The second example, of the furniture manufacturer Ethan Allen, talks about transformations the business has had to make to drive productivity improvements. The transformations have been both traditional: workforce reductions of over 25%, multiskilling of the remaining workers to make them more fungible, consolidation of manufacturing and process engineering. Additionally the company has also adopted other non-conventional means to conserve cash and survive. This has included moving a lot of the advertising activity in-house leveraging the multimedia desktop tools that are available today.

Finally, Friedman makes a point that the flow of credit (which is still very constrained) would make these companies create jobs. I disagree. I think it is going to take a lot for companies to start hiring again. And when they do, they are going to be the multiskilled talent that is now constituting the workforce at Ethan Allen. Companies across the spectrum have tasted blood - of keeping productivity and output high and costs low.
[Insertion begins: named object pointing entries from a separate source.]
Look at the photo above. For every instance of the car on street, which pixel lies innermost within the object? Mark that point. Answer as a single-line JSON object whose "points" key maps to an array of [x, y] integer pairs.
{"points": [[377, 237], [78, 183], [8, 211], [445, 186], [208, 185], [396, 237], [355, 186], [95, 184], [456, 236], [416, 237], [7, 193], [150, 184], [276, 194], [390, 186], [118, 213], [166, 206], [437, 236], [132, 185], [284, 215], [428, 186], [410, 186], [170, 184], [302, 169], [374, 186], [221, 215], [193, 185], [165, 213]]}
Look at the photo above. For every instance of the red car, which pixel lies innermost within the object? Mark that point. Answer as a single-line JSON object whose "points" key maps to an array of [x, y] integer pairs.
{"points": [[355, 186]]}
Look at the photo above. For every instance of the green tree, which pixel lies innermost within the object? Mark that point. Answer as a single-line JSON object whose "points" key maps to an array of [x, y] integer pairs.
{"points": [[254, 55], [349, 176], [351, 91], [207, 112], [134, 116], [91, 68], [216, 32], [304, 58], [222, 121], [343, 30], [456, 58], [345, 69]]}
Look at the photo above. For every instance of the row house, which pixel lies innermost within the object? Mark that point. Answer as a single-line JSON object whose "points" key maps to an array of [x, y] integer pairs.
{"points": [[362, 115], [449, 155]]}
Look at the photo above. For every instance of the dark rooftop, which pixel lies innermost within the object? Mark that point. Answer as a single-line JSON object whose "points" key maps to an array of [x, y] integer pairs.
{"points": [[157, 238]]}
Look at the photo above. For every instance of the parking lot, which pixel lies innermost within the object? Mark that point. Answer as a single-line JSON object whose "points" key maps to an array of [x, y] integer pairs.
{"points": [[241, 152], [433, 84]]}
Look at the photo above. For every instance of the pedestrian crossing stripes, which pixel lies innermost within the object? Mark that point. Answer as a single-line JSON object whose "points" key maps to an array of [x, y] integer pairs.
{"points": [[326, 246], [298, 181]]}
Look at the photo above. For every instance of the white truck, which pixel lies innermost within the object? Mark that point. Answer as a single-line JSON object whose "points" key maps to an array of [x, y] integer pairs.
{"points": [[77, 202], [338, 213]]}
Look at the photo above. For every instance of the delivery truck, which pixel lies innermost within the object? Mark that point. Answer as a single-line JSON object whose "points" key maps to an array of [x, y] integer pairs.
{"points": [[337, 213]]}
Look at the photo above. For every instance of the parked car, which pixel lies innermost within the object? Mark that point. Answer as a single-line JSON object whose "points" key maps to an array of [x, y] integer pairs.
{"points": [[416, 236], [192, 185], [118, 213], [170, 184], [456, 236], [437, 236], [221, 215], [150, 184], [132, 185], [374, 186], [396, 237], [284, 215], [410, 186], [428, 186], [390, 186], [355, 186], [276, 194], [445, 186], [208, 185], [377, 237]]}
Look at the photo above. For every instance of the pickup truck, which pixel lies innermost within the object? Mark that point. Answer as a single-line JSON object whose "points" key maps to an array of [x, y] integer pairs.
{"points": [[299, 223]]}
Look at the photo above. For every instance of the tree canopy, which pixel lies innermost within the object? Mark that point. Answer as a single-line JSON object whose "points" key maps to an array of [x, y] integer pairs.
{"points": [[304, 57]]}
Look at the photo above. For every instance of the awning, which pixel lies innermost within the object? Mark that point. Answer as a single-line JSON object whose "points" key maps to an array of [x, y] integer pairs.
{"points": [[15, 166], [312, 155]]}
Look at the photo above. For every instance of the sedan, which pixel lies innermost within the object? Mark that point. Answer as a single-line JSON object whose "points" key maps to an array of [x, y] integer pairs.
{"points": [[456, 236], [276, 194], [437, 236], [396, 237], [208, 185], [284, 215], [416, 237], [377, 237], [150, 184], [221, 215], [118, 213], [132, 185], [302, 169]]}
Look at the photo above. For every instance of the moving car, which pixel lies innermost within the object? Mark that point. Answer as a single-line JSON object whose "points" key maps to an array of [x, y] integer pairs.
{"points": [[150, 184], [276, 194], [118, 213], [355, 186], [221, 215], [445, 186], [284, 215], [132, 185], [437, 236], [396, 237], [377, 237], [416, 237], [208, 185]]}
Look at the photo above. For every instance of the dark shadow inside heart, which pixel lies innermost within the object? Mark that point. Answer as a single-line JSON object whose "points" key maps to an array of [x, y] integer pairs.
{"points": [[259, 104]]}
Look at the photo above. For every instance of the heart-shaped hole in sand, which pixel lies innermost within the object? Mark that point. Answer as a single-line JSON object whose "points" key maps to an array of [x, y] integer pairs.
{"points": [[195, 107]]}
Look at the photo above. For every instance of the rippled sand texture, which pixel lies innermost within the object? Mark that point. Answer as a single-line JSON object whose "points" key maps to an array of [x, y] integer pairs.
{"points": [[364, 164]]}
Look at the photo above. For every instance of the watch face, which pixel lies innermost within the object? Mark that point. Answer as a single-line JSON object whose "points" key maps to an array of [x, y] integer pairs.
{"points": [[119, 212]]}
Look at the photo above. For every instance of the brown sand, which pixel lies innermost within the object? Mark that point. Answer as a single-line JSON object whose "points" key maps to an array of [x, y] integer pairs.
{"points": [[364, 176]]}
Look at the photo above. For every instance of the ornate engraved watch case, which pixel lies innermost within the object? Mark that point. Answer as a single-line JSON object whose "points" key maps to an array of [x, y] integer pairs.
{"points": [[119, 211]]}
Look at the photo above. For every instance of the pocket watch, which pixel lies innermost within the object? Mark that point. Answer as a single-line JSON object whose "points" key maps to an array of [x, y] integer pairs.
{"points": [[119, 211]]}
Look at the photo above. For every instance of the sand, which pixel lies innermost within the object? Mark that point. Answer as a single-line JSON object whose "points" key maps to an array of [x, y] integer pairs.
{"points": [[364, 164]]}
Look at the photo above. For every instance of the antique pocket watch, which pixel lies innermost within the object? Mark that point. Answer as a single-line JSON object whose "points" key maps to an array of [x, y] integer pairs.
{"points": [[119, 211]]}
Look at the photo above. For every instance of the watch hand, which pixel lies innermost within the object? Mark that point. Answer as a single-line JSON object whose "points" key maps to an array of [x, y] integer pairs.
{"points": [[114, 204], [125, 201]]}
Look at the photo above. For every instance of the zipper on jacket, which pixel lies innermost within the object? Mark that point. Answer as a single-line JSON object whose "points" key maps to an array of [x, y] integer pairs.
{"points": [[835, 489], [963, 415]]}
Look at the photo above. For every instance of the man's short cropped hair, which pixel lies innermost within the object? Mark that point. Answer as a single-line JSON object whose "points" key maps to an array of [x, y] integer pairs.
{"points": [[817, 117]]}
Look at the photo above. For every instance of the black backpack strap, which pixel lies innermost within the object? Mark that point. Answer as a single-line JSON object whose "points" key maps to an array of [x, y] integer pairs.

They are not likely to go back to being fat again anytime soon.

In Indian banks, I am seeing an increasing phenomenon in the growth of branches. Most big banks are expanding their branch networks - like HDFC Bank, ICICI Bank and even the venerable State Bank of India. But the branches increasingly are being staffed at low staff levels. Staff is usually multi-skilled. Specialists are assigned across branches and are mobile. As a customer, if you need any specialized service, the representative at the branch contacts the specialist who then makes an appointment within 24 hours. Instead of having committed staff in every branch, the staffing model comprises fungible generalists allotted to branches and shared, mobile specialists across branches.

1 comment:

Anonymous said...

I didn't understand the concluding part of your article, could you please explain it more?